The show is scheduled for London's Wembley Stadium May 26 with an 11-city English tour after that. It is another Bob Arum-Top Rank-Hemdale Leisure promotion, the same combination that gave the world Zaïre not so long ago.

The promoters have not yet released Knievel's plans for Wembley but we suppose, lacking a canyon, he could go back to jumping Mack lorries.


A manufacturer in Whitefish, Mont. has come up with something he calls Campfire Memories, "tiny logs" that when burned smell of fir, balsam and cedar and "bring back memories of vacationing time, hunting trips...etc."

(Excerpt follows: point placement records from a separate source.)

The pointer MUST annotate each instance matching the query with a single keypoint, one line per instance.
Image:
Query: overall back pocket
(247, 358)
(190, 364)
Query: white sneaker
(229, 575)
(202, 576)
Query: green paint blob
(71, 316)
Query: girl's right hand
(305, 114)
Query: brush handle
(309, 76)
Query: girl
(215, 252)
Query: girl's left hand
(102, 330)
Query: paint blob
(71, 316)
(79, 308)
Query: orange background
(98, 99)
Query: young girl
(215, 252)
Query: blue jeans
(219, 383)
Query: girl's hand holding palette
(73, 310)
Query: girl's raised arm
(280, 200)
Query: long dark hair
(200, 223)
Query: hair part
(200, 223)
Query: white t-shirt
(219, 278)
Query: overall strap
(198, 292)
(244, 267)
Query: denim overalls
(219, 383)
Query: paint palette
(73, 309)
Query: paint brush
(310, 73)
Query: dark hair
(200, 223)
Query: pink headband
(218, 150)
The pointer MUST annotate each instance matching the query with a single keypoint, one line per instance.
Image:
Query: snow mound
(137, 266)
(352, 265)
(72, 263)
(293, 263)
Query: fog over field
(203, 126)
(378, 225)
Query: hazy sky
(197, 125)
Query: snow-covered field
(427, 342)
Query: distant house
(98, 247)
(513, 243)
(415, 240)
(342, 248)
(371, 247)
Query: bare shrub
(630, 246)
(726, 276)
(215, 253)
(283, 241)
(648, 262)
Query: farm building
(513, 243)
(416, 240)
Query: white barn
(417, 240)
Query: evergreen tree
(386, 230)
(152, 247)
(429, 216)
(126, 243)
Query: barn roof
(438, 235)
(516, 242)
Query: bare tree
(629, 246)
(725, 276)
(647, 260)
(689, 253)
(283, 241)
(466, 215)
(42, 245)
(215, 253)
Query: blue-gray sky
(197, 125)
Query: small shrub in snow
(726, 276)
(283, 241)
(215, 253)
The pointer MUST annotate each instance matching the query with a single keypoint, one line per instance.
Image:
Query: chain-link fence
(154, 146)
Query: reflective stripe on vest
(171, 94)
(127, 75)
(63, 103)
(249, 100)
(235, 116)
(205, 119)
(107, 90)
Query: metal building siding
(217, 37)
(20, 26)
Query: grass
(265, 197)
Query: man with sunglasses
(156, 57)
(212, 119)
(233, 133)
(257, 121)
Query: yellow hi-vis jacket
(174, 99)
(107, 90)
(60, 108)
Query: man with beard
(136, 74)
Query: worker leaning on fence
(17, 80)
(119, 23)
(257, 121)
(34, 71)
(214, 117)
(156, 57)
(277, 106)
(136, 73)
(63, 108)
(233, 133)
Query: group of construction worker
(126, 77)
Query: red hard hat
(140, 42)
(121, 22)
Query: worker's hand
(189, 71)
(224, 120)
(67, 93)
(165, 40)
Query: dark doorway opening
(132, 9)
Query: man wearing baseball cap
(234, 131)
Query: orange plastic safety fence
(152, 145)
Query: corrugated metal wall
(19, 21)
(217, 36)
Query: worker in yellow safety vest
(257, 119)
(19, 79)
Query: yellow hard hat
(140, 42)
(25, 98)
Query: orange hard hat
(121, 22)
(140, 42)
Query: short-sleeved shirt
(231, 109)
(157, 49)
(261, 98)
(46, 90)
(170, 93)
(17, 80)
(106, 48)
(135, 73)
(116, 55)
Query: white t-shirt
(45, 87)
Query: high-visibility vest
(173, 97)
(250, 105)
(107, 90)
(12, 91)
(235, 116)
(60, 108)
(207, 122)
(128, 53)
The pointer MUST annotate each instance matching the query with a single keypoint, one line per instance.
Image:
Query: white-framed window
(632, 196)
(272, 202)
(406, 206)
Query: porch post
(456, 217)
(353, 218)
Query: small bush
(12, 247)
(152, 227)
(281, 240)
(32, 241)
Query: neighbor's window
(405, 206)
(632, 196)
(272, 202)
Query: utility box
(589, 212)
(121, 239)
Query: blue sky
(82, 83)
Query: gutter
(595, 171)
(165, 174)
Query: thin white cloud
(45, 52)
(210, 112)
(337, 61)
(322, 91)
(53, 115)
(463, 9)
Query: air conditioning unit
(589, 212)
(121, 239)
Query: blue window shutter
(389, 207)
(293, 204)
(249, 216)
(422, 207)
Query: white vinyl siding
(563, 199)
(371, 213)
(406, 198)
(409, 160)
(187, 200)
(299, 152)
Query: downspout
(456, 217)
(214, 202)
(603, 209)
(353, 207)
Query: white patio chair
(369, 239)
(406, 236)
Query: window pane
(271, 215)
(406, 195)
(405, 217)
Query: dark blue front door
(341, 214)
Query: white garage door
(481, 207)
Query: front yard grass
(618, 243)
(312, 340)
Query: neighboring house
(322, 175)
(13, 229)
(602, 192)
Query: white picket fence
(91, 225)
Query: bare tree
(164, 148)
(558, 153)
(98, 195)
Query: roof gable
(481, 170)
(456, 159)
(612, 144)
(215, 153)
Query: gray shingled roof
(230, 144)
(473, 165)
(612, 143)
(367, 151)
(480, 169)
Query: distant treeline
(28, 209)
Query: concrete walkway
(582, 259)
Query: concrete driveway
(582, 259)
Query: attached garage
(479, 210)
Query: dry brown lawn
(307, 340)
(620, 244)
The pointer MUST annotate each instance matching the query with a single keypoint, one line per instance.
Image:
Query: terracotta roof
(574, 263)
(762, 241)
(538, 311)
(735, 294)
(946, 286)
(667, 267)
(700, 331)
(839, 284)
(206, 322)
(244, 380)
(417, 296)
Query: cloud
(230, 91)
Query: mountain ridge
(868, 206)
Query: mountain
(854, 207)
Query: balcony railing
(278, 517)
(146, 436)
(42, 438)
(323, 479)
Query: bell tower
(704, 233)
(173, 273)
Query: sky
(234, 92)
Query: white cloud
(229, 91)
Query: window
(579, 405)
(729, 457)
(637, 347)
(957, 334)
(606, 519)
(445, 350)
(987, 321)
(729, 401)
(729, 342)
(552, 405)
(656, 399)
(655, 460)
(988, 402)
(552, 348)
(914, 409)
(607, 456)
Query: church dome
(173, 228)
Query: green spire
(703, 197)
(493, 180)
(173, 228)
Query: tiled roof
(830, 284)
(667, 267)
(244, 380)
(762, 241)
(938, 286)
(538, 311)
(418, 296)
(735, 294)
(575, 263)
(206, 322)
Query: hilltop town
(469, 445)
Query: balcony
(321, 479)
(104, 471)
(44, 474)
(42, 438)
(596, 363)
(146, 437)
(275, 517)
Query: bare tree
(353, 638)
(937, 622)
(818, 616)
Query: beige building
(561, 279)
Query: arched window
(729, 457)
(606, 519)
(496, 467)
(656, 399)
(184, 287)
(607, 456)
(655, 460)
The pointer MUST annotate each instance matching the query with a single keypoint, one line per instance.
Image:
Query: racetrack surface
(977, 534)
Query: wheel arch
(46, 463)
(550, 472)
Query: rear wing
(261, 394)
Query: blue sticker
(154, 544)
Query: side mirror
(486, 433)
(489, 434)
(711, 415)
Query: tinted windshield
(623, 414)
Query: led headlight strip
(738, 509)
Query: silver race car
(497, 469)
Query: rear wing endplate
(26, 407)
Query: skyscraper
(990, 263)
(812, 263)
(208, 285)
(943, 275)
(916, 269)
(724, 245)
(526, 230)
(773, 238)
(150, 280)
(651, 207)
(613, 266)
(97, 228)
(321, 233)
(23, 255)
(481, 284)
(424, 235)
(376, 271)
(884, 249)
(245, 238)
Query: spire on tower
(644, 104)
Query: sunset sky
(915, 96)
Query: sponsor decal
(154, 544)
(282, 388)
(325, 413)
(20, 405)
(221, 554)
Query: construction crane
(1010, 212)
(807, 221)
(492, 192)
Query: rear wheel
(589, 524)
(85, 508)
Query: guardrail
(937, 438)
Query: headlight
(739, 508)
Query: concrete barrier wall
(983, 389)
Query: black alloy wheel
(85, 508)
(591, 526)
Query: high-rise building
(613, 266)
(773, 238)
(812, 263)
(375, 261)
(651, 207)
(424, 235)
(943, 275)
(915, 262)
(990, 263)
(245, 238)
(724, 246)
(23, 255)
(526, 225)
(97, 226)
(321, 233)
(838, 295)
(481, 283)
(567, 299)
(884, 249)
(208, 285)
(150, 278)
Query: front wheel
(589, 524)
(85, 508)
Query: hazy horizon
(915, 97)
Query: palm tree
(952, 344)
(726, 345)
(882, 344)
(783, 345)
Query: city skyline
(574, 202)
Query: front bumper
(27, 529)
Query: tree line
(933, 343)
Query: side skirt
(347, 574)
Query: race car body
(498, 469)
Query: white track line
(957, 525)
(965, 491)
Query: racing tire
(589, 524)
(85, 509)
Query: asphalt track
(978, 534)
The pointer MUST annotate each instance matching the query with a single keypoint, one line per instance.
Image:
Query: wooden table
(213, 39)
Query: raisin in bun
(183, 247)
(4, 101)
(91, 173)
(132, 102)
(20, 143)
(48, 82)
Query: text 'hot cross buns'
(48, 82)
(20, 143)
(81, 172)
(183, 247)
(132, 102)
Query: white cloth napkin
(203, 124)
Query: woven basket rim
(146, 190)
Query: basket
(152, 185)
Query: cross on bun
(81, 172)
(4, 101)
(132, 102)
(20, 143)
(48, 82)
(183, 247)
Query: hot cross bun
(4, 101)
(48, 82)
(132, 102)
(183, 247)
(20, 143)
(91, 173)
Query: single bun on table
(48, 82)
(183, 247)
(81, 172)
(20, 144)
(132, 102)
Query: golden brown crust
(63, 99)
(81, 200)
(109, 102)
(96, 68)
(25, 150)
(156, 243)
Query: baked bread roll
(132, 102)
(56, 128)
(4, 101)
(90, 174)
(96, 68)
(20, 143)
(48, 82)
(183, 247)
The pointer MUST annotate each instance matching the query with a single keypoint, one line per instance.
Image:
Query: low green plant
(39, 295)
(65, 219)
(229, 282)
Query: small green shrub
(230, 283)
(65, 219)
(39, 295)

It is an evocative promotion, but one that could boomerang should those campfire memories get out of hand. What if all the smell of burning balsam brings back is the whine of a mosquito circling one's ear, or the fiery itch of a hundred chiggers under one's belt, or the feeling of futility that goes with watching on a cold morning as a full pot of hot coffee tips over, emptying itself inexorably into the ashes of what moments earlier had been a crackling campfire?



•Bill Veeck: "Baseball is the only game left for people. To play basketball now, you have to be 7-foot-6. To play football you have to be the same width."

•Rene Muth, of the Immaculata College women's basketball team, on changes in uniform styles: "The year we won our first national championship [1972] our uniforms were tunics with a blouse and a belt, and bloomers underneath a skirt. It looked like a maternity outfit. Some of the teams in the league offered to steal them so we wouldn't have to wear them."

•Johnny Miller, golfer: "Serenity is knowing that your worst shot is still going to be pretty good."